This repository contains algorithms to implement and visualize deep learning for UAS collision avoidance.
DeepRL_5.py contains the python code to run the Deep RL algorithm. Important considerations include:
- Values of batch_size, train_freq, k_size, and lamda values. Tuning these parameters changes the performance of the algorithm
- Reward Shape: The reward is composed of three penalties, with the first being the most important. The shape of this reward was recently changed from a smoothed step function to a triangle shape, so that the ownship is penalized more for getting closer to the intruder even in close range
- Sampling of experiences: Prioritized experience replay could be very helpful. Right now experiences are drawn randomly
Plot_DRL.ipynb is very similar to DeepRL_5.py but is tailored to plotting a picture of the encounter rather than performing deep reinforcment learning. This was useful when trying to debug the dynamics.

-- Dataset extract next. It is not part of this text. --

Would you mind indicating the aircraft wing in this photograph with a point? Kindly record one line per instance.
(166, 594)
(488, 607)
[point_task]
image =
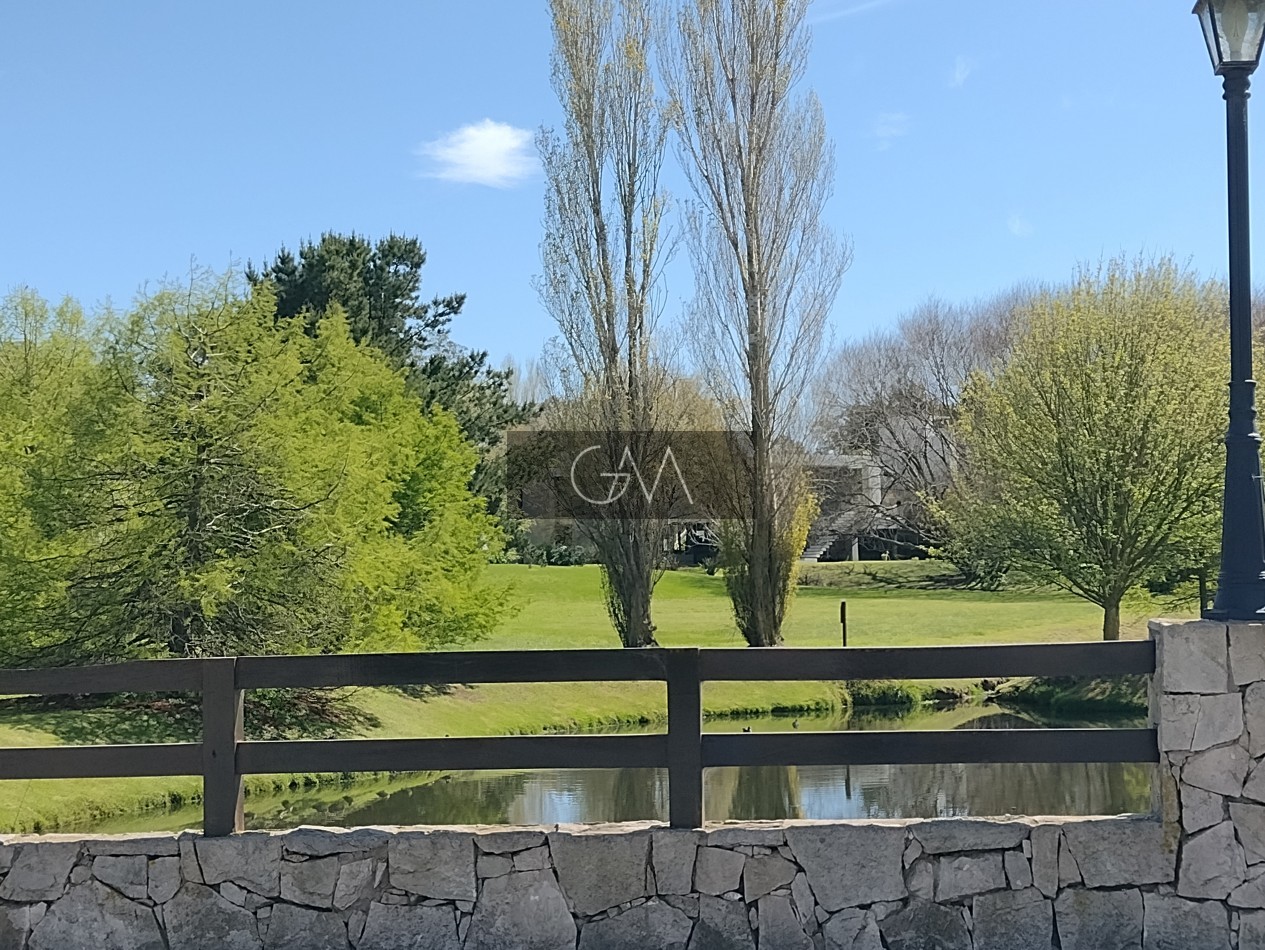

The remaining files in DeepRL work to plot the resulting policy produced by the DeepRL algorithm. The algorithm automatically produces .h5 files at specified intervals. These files are converted to .nnet text files using convertHDF5.py. These .nnet files are then passed to a C++ shared library, which loads the neural network weights and quickly computes the Q values given a set or multiple sets of inputs. This C++ code is found in the nnet_blas.cpp and nnet_blas.hpp files. These files are compiled to a shared library and called from within Julia using ccall.
The policy plots produced are shown in the AA229 paper. Note that these plots look very similar to the plots found in short-term-conf-reso.pdf, but with some differences, as discussed in the paper. We need to figure out if the DeepRL algorithm is making mistakes, or if parts of the problem like the rewards and actions were changed enough to generate different but valid policies. Eventually, this algorithm will be scaled up to a more complex 3D realm, so we want to make sure that the algorithm is correct before moving on.